Sin embargo, pese a las limitaciones de Nabokov, pese al pronunciamiento de los ensayos de Robbe-Grillet de que el arte no puede servir a ninguna «verdad», el problema es más complicado de lo que tanto los amigos como los enemigos de la literatura moderna están dispuestos a admitir.

Esto me parece a mí que es el interés último de la obra de Burroughs. Burroughs no reconoce contradicción alguna entre los aspectos no-comunicativos (puramente expresivos)

de su prosa —en otras palabras, su autonomía como arte— y la función moral, veraz de la literatura. Si, para Robbe-Grillet, el hombre es un testigo, para Burroughs el hombre es un sufriente. El hombre está ahí, sufre, comparte su angustia con otros, trata de influir a esos otros. En la entrevista de París Review, Burroughs dice:

«Definitivamente quiero que tome literalmente lo que digo, sí, para hacer a la gente consciente de la verdadera criminalidad de nuestro tiempo... Toda mi obra está dirigida contra esos inclinados, por estupidez o designio propio, en hacer volar el planeta o volverlo inhabitable. Como los publicitarios... Me concierne la precisa manipulación de la palabra y de la imagen para crear una alteración en la conciencia del lector.»

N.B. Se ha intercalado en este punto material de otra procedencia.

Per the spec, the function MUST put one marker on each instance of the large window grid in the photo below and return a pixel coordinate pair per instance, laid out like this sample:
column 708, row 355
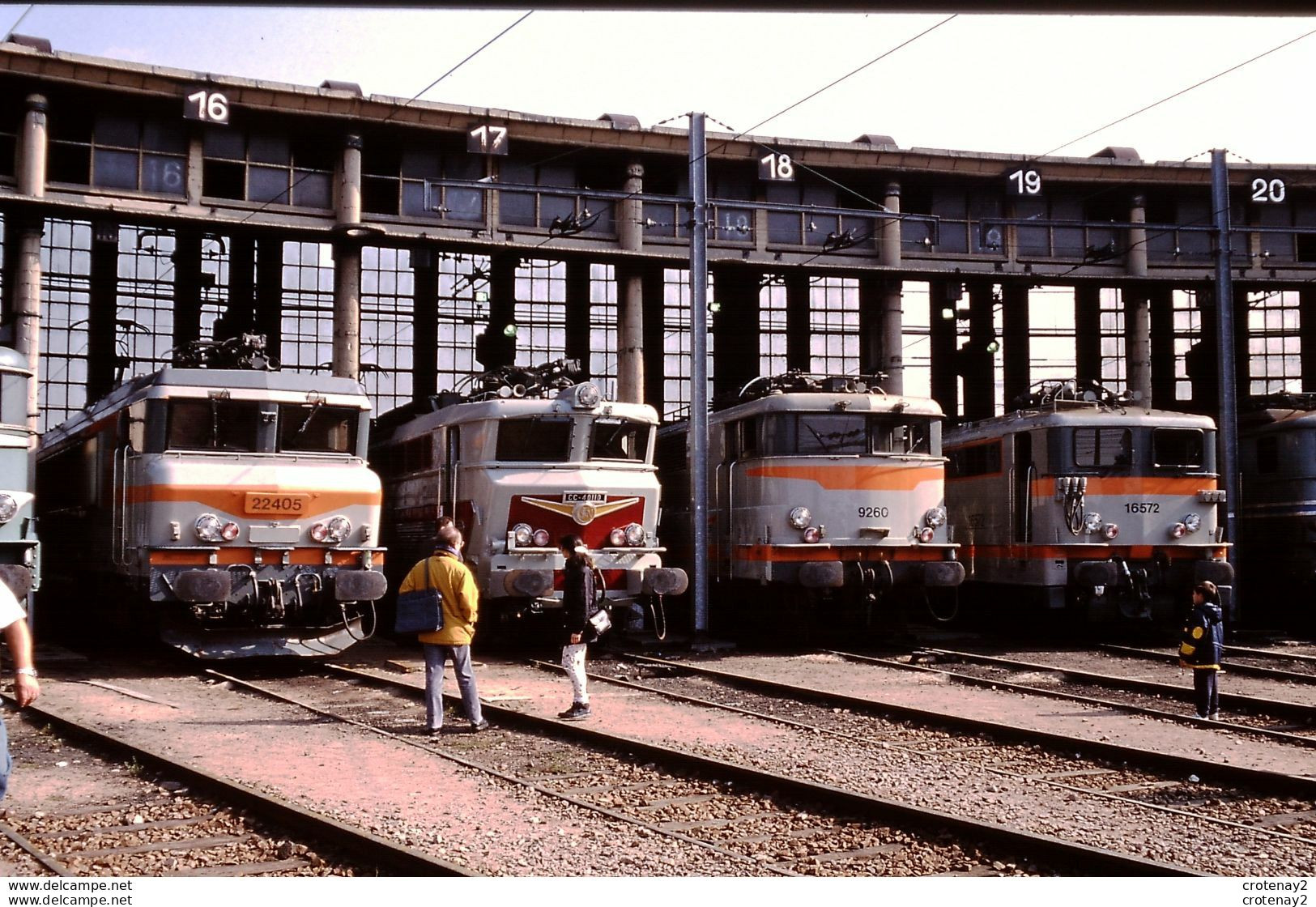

La noción del arte como algo eficaz nadie quiere negarla —ni aun Robbe-Grillet, cuya teoría crítica declara que no le conciernen asuntos tales, pero cuyos deseos substantivos para la literatura implican que sí le conciernen. La propuesta de Robbe-Grillet de una nueva dirección para la literatura, una literatura que rechace la «inferioridad», que discuta el prestigio de la «experiencia trágica de la vida», claramente sugiere que los seres humanos estarían mejor sin estas concepciones. Y la propuesta en sí (tanto como el cuerpo de la obra de Robbe-Grillet) apunta a acercar un tal mejor estado de las cosas.

Pero lo que está implícito en el análisis de Robbe-Grillet debe hacerse explícito. Las persuasivas, didácticas y regenerativas funciones del arte serio no están separadas de la manera en que el arte funciona como distracción, como entretenimiento, como autónomo juego de la mente y los sentidos. Necesitamos más exactas vías de discutir cómo el arte altera la conciencia. —Publicado en «Mundo Nuevo» No. 23, , Paris, Mayo l968. pp. 27-33.